To date, none of the republican candidates have presented a plan for ending AIDS. In fact, none of them bothered to answer the two surveys about AIDS that have been sent to them from leading HIV/AIDS organizations. Republicans have long been champions of the global AIDS response - President George W. Bush started PEPFAR, the U.S.-funded global AIDS program, and global AIDS efforts have long had bipartisan support. This partisan stonewalling of HIV is not typical, and it is absolutely egregious.

Currently, Hillary Clinton has a minimal commitment to HIV in her LGBT policy plan, which is focused entirely on the domestic epidemic. The day after her remarks on the Reagans, she published a more involved apology in which she stated, "We should increase global funding for HIV and AIDS prevention and treatment," falling short of making a solid promise. Clinton also belatedly responded to a survey from AIDS advocacy organizations in the United States that Sanders had already responded to. You can read Clinton's and Sanders' full answers here. When asked, "will you commit to ensuring the necessary funding to double the number of people directly supported by the U.S. on life-saving HIV medicine by 2020?", Secretary Clinton talked at length on her record, but did not address the 11% drop in PEPFAR funding that occurred when she was Secretary of State, and failed to actually make a campaign promise.

Concerning access to medicines issues relating to trade and intellectual property rules, Clinton has been silent.
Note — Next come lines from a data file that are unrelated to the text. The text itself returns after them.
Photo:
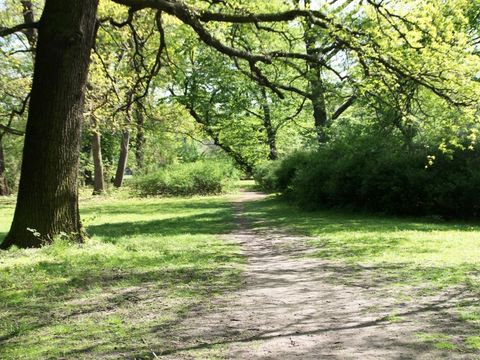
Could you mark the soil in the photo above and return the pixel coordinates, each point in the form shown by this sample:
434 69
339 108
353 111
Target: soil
292 306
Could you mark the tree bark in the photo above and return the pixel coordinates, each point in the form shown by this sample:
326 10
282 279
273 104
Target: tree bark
29 17
4 190
140 137
316 86
48 195
267 123
98 175
122 160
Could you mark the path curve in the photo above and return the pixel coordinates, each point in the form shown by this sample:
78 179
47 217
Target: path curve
291 307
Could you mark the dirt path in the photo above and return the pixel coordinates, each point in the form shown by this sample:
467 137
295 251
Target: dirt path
292 307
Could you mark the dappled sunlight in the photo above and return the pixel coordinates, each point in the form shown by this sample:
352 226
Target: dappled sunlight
107 295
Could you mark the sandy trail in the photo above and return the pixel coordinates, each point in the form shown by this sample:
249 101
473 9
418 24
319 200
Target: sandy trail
294 307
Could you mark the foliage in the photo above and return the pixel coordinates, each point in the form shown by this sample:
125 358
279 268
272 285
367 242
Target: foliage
376 173
202 177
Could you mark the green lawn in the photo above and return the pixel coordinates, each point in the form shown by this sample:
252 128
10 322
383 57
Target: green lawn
405 257
149 261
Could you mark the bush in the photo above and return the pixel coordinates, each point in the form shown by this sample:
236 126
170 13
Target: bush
206 177
265 176
378 175
277 176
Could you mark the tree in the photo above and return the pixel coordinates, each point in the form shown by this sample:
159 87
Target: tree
48 199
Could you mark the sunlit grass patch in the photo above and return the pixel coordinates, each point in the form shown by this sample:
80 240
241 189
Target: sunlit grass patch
408 258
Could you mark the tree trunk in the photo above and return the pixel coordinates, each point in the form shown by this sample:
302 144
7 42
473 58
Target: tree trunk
98 176
140 138
47 203
122 160
29 17
314 77
4 190
267 123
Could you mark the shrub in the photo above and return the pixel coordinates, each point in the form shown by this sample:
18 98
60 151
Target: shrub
265 176
377 174
204 177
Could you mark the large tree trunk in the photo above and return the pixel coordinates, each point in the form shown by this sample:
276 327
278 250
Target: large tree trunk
140 138
98 175
47 202
4 190
122 160
267 123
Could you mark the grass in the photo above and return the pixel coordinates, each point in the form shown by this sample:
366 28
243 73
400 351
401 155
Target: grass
408 258
149 262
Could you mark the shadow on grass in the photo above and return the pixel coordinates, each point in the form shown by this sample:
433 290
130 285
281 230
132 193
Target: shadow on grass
105 296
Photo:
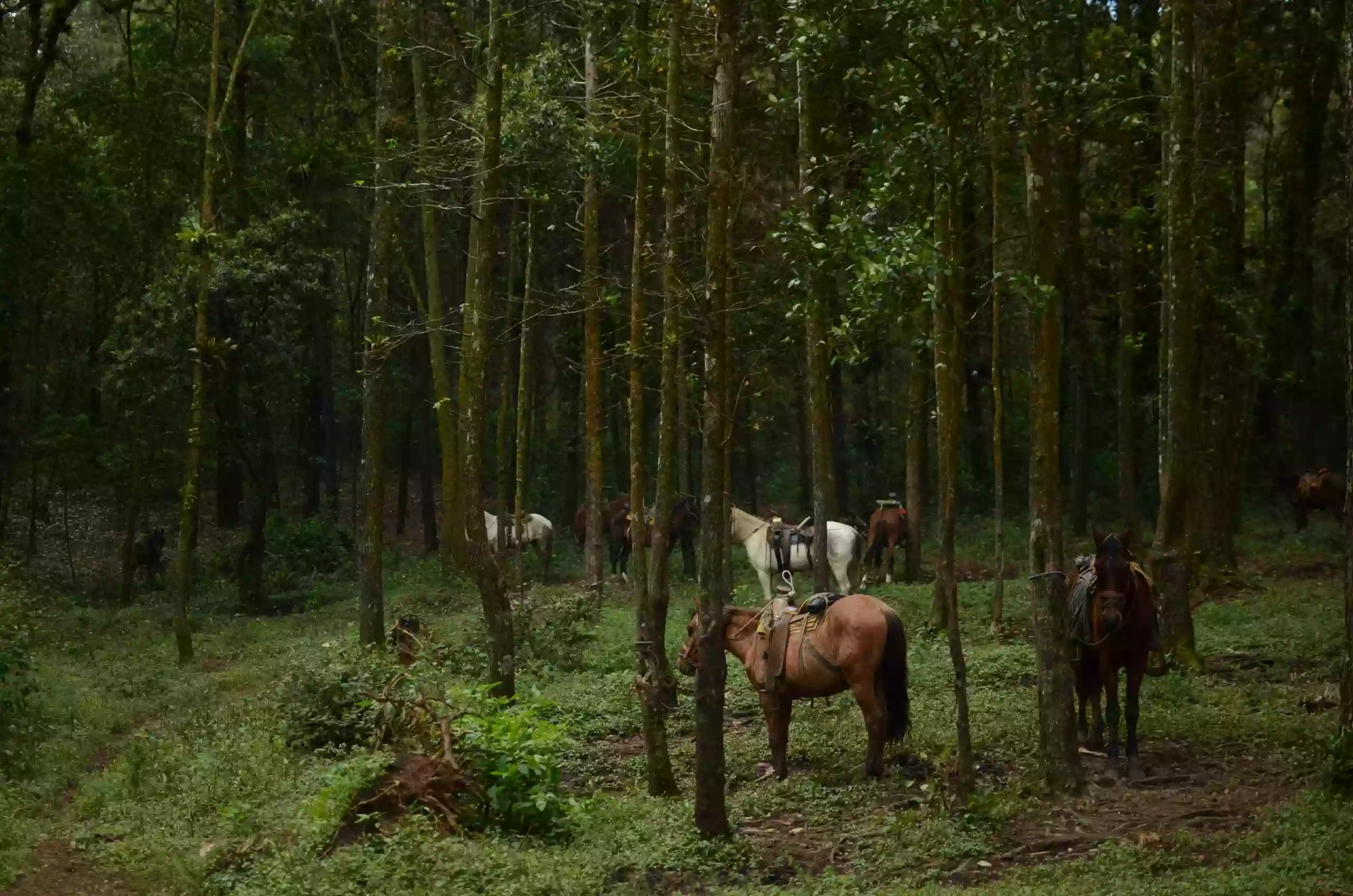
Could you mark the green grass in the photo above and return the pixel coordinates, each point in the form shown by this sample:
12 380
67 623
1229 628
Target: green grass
178 777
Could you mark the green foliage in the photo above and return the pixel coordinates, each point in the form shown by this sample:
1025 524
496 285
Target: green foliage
303 548
516 754
20 722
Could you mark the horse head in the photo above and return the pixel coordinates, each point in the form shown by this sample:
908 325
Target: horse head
1115 580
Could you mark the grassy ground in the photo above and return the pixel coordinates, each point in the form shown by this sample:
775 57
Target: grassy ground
157 779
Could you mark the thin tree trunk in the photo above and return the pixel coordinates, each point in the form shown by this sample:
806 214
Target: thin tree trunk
1172 558
918 427
592 338
815 336
712 673
1046 562
474 352
660 690
506 389
192 455
524 393
998 397
452 539
126 584
371 487
1126 350
406 462
949 385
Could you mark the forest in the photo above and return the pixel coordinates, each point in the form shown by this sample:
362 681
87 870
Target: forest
675 446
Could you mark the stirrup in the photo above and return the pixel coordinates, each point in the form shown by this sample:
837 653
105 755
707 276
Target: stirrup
1157 665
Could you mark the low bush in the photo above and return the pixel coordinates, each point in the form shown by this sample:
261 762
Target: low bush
18 710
Although she has opposed the Trans Pacific Partnership (TPP), she has not cited access to medicines as a reason behind her opposition.

Senator Sanders on the other hand responded to community calls over the weekend to present a plan on AIDS. Among his commitments to the global AIDS response, he officially committed to double the number of people on HIV treatment globally by 2020 by increasing support for the President's Emergency Plan for AIDS Relief (PEPFAR). Sanders also cites his opposition to the TPP as part of his AIDS platform, saying, "a major reason why Bernie is leading the fight against the disastrous Trans-Pacific Partnership (TPP) is because it would significantly increase prices for HIV/AIDS drugs for some of the most desperate people in the world. At a time when prescription drug prices are skyrocketing, the TPP would make a bad situation even worse by granting new monopoly rights to big pharmaceutical companies to deny access to lower cost generic drugs to millions of people."

Right now, Senator Sanders is the only candidate who has offered any sort of vision for ending AIDS in the form of solid campaign commitments. Although Hillary Clinton has a record on global AIDS programs, it is time for her to move past citing her resume and present her plan for the future. And it is long overdue for the republican candidates to do the same.